One of the most important international money markets is the Eurocurrency market, which governments, international organizations and companies can rely on to solve their financial problems Eurodollar is the key currency in the market. It is the U. S. dollar held outside the United States, usually as a deposit in a commercial bank. Funds from such deposits, which may be made either by U. S. residents to by nonresidents, are lent either to other banks or to corporate or government borrowers throughout the world. Eurodollars were first created after World WarⅡ, when the United States bought more goods and services with dollars than other nations bought from it with foreign currency, creating a substantial balance of payments deficit. Part of the deficit was made up by American sales of gold, but most of the surplus dollars simply remained in circulation in bank deposits owned by foreigners. These deposits, which until 1971 were freely convertible into gold (by foreign central banks), became foreign exchange reserves for the foreign country in which they were held; since they were convertible into gold they were treated as thought they were gold. Thus foreign banks could indirectly use Eurodollars as a basis for deposit expansion, and the Eurodollar became a substitute for increased gold production, permitting economic expansion. It remained in circulation only so long as European interest rates were somewhat higher than those in the United States; if the American rate was higher, the Eurodollar owner (usually a bank) would "repatriate" the Eurodollar by investing it in securities in America; and the Eurodollar would thus become an ordinary U. S. dollar.

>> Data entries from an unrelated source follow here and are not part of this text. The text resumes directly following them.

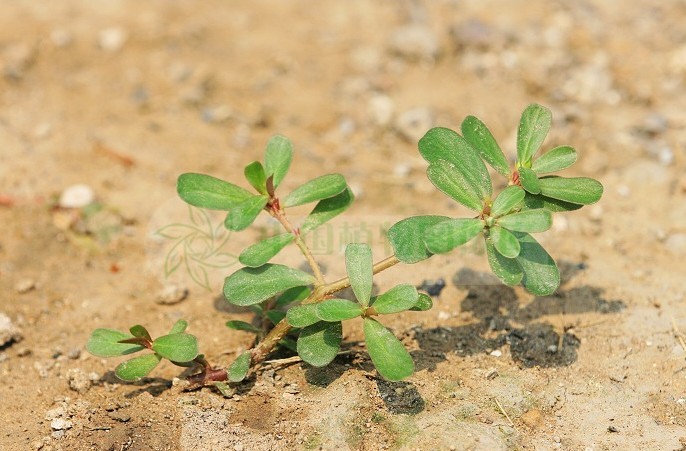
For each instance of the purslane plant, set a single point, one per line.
(297, 304)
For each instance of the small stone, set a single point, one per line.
(60, 424)
(80, 381)
(9, 333)
(24, 285)
(413, 124)
(76, 196)
(415, 42)
(112, 39)
(171, 294)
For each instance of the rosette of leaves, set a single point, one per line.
(177, 346)
(506, 221)
(321, 323)
(331, 192)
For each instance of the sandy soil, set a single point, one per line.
(124, 96)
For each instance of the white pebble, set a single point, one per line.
(76, 196)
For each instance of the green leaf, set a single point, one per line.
(446, 177)
(327, 209)
(447, 235)
(303, 315)
(479, 136)
(388, 354)
(319, 343)
(320, 188)
(179, 327)
(243, 214)
(332, 310)
(541, 276)
(137, 367)
(505, 269)
(255, 175)
(509, 199)
(397, 299)
(538, 220)
(407, 237)
(444, 144)
(358, 263)
(504, 241)
(249, 286)
(205, 191)
(176, 347)
(534, 201)
(529, 180)
(292, 295)
(105, 343)
(243, 326)
(240, 367)
(261, 252)
(577, 190)
(423, 304)
(140, 332)
(533, 128)
(277, 158)
(555, 160)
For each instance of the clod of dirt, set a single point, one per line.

However, European countries tended to keep their interest rates slightly higher in order to prevent excessive domestic inflation. Thus the Eurodollar benefited both lenders, who earned more interest on them, and borrowers, who could use them to circumvent American exchange controls and raise money overseas. Further, Eurodollar funds increased when American businesses bought European firms or set up branches and built new pants in Europe with U. S. dollars that remained in circulation abroad (as Eurodollars). Earnings from these properties enabled the American owner to pay off their loans and repatriate the dollars if they wished. In practice, however, they have continued to use them, along with even more Eurodollars, to acquire other European assets. Other key currencies are used in this way, but none has found so large a market as the Eurodollar. The center for Eurodollar transactions is London. By 1980 the Eurodollar market had grown so that it was the dominant channel for international movements of capital. For many central banks it became the major investment outlet for their reserves. It lent far more than the International Monetary Fund to support countries with balance of payments problems and was a major source of financial aid to less developed countries.

The Eurodollar borrowing rate is based on the London interbank offer rate (LIBOR), which measures the rate at which banks in the foreign market will lend dollars to one another. This interest rate is considered one of the most valid barometers of the international cost of money. Unlike other bank deposits, Eurodollar are not influenced by the monetary policy of the Federal Reserve (because they are out of the United States), or the Bank of England (because they are not a British currency), or any other central bank. For this reason, speculators began trading futures on Eurodollar time deposit rates, a financial future officially approved by the Commodity Futures Trading commission late in 1981. In this trading, no Eurodollar futures contracts actually change hands, just as New York banks operate in the London Eurodollar market without a single dollar bill actually moving between the two cities. Rather, when a contract expires, the exchange on which it is traded averages the interbank rates of the leading London banks on that day, and that is the final settlement price for the delivery.